Als das Licht in der Boxengasse ausging, blickte ich immer noch aus dem Fenster. Verschiedene Gedanken schwirrten in meinem Kopf umher, an Schlaf war nicht zu denken.

Ich war über meine Gedanken leicht eingedöst nun weckte mich einpolterndes Geräusch. Ich schreckte auf, meinen Blick sofort auf den Stall gerichtet. Bis bald... Diese Stimme kannte ich nur zu gut aber sie hatte einen unwirklichen Unterton. Er konnte es nicht sein, doch dann sah ich Fire, wie er den Weg zum Wald entlang schoss. Kein Pferd konnte ihn einholen, aber eine Maschine war durchaus fähig dazu. Mein Motorrad! Viel es mir siedend heiß ein. Ich packte meine Lederjacke und jagte auf den Hof. Ich fuhr langsam an, um nicht den ganzen Hof zu wecken. Diese Angelegenheit betraf nur Fire und mich, ein anderer wäre hier fehl am Platz.

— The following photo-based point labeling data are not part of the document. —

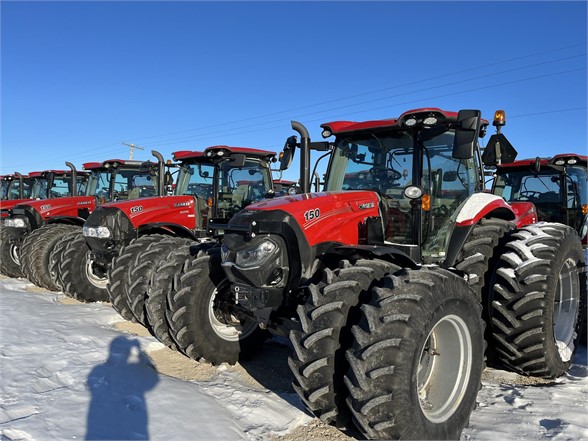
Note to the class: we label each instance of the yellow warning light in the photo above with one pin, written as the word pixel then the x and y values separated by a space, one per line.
pixel 426 202
pixel 499 118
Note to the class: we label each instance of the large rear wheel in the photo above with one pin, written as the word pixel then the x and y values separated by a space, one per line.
pixel 161 284
pixel 417 357
pixel 140 270
pixel 118 275
pixel 540 287
pixel 81 278
pixel 318 361
pixel 10 251
pixel 36 250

Sobald ich den Waldweg erreicht hatte, gab ich Gas. Es nieselte leicht und der Waldboden war feucht, gut für mich, schlecht für Fire, denn in dem Sandboden waren seine Spuren deutlich zu erkennen.

Die Maschine wirbelte Sand auf als sie in voller Geschwindigkeit daherraste. Zum Glück war Fire nicht in den Wald gelaufen, dort hätte ich ihn kaum finden können. Jetzt verließ ich den Waldweg und bog auf einen harten Feldweg ein. Hier war die Spurensuche schwieriger, der Weg war hart und festgetreten, nur hier und da war ein leichter Abdruck seiner Hufe zu finden.

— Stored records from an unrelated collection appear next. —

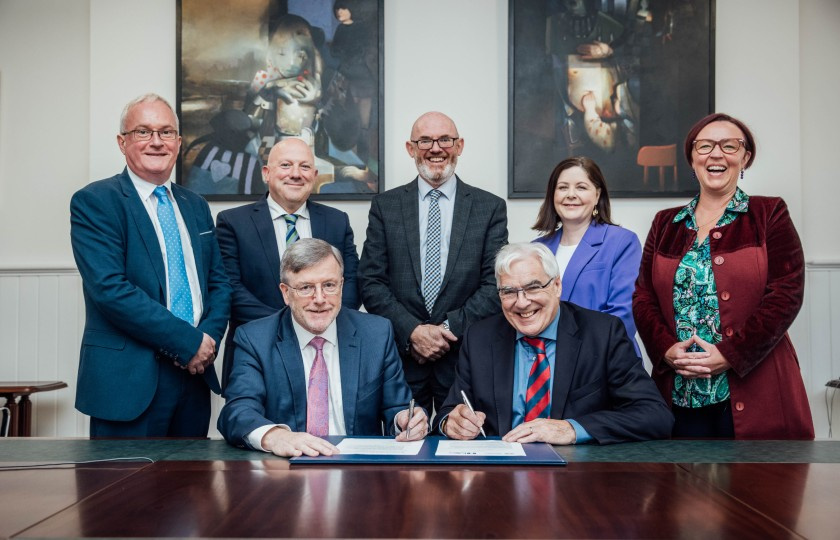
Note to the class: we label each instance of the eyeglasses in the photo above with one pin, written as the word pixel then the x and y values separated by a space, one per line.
pixel 143 134
pixel 530 292
pixel 443 142
pixel 329 288
pixel 728 146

Bald darauf sah ich einen kleinen schwarzen Punkt am Horizont laufen. Ich beschleunigte auf die höchste Geschwindigkeit und holte Stück für Stück auf. Fire hatte mich schon längst entdeckt, aber meinem Tempo konnte er auf keine Weise standhalten.

Ich erreichte ihn und griff nach dem Halfter, was er immer trug. Doch er war nicht auf den Kopf gefallen. Sofort wich er aus und stieg, versuchte die Maschine zu zerstören. Ich ließ den Motor aufheulen, direkt hob Fire erschrocken den Kopf. Diesen Moment der Verwirrung nutze ich, um das Halfter zu ergreifen. Kaum spürte er den Druck auf seinem Nasenbein, sprang er blitzschnell zur Seite. Überrascht von dieser ruckartigen Bewegung verlor ich das Gleichgewicht. Sobald der Hengst meine Unsicherheit spürte, rannte er los. Ich wurde von der noch laufenden Maschine gerissen und über den Boden geschliffen. Ich ließ nicht los, sondern hängte mich mit meinem ganzen Gewicht an das Halfter. Fire riss den Kopf hoch und rannte schneller, doch loslassen konnte ich nicht mehr. Ich spürte meinen Arm nicht, in einer Verkrampfung, die ich nicht lösen konnte, umschloss meine Hand das Halfter. Ich spürte den Boden unter mir dahinziehen und meine Haut blieb in Fetzten an den Steinen hängen. Für Schmerz blieb keine Zeit, weiterhin versuchte ich Fire zum Halten zu bringen, doch er lief weiter.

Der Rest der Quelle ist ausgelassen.